Closed zhuofanzhang closed 3 years ago
Hi @zhuofanzhang, This example is mostly purpose to explain the benefits of array partition, which is highlighted using estimated latency using HLS. But measuring the same benefits using software host would not be meaningful as this kernel runs for very short time (single matrix multiplication of 16x16). Whereas while communicating to kernel form host, there are other overheads like configuring kernels, checking status etc. We are going to modify kernel such a way to prove the benefits of Partition using host code.
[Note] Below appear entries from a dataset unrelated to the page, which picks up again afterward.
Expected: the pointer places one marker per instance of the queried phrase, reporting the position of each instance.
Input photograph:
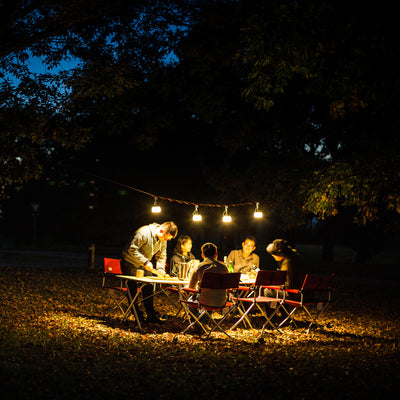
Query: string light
(155, 208)
(257, 212)
(226, 217)
(196, 216)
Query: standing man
(148, 241)
(245, 260)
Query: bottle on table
(230, 267)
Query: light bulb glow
(226, 217)
(155, 208)
(196, 216)
(257, 212)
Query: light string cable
(156, 197)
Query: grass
(55, 344)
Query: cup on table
(139, 273)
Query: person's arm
(231, 257)
(161, 258)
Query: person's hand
(160, 273)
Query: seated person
(288, 259)
(209, 252)
(182, 254)
(244, 260)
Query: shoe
(140, 315)
(154, 319)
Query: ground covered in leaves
(56, 344)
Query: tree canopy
(292, 103)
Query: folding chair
(264, 279)
(114, 285)
(229, 282)
(315, 293)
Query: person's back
(211, 297)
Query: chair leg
(243, 316)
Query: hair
(209, 250)
(250, 237)
(280, 247)
(170, 228)
(181, 241)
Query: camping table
(153, 280)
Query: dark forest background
(292, 104)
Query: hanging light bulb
(226, 217)
(257, 212)
(196, 216)
(155, 208)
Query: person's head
(209, 250)
(183, 245)
(279, 249)
(167, 231)
(248, 245)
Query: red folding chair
(114, 285)
(314, 297)
(228, 282)
(264, 279)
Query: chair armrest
(190, 290)
(294, 291)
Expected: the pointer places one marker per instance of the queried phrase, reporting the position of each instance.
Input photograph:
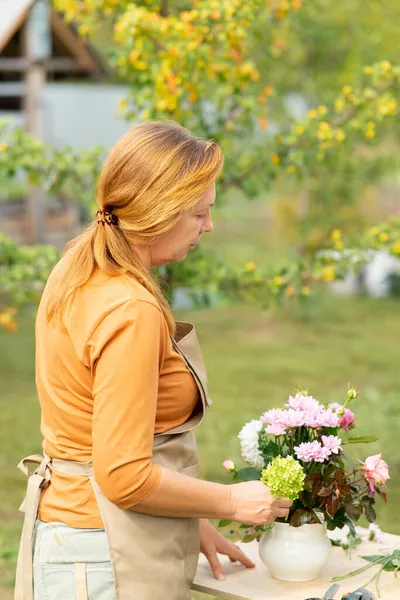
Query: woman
(114, 508)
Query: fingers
(236, 555)
(284, 503)
(215, 565)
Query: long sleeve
(125, 354)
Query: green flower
(284, 477)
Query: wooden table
(257, 584)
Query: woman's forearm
(179, 495)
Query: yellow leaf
(328, 274)
(250, 266)
(275, 159)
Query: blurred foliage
(24, 271)
(279, 85)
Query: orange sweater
(106, 385)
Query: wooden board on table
(257, 584)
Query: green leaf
(300, 517)
(366, 439)
(224, 522)
(249, 474)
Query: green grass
(254, 360)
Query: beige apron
(153, 558)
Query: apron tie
(37, 481)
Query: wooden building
(37, 48)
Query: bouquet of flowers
(297, 451)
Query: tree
(226, 70)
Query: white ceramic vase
(295, 553)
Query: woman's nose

But coming to your question of increasing Kernel utilization, you need to consider few things, It is better if real-world kernel should do as big computation as possible in single call, so that overhead of host -kernel communication is negligible/smaller.
Hi @heeran-xilinx, Thanks for your quick reply. I am still a little confused about the overheads. Besides the communication overheads between host and kernel, is there any other overhead while CU executing? Below is the application timeline of the hardware execution of kernel matmul. The kernel has a very simple structure, i.e., readA, readB, calculate matmul, writeC. So I think the CU execution should be finished at t1. However, it won't finished untill t2. And (t1-t0) just matches the overall kernel latency simulated by HLS. I am wondering what is the CU doing between t1 and t2?
Hi @zhuofanzhang, This is very valid point and I am not exactly sure why there is a gap between final write (T1) and compute unit actual end (t2). This looks to me compute unit termination cycles but it should not be too big as per my opinion. If possible, could you please post this query to Xilinx Forum dedicated to Vitis tool flow here to get quick response for many vitis experts? https://forums.xilinx.com/t5/Vitis-Acceleration-SDAccel-SDSoC/bd-p/tools_v After posting, please paste the link here for reference.
-Herea
Hi @heeran-xilinx Thanks for you advise. I have post the query to Xilinx Forum. https://forums.xilinx.com/t5/Vitis-Acceleration-SDAccel-SDSoC/Question-about-the-CU-execution-time/td-p/1264145
closing this issue as discussion started in Xilinx forum on same topic.
Hi, I have a question about the CU utilization of the array partition (cpp_kernels) example. If the overall Avg latencies of normal kernel and partition kernel are 9.522 us and 3.540 us respectively, why the Wall-Clock Time of hw execution results are 396685 ns and 256367 ns respectively? In other words, how could I achieve a higher CU utilization?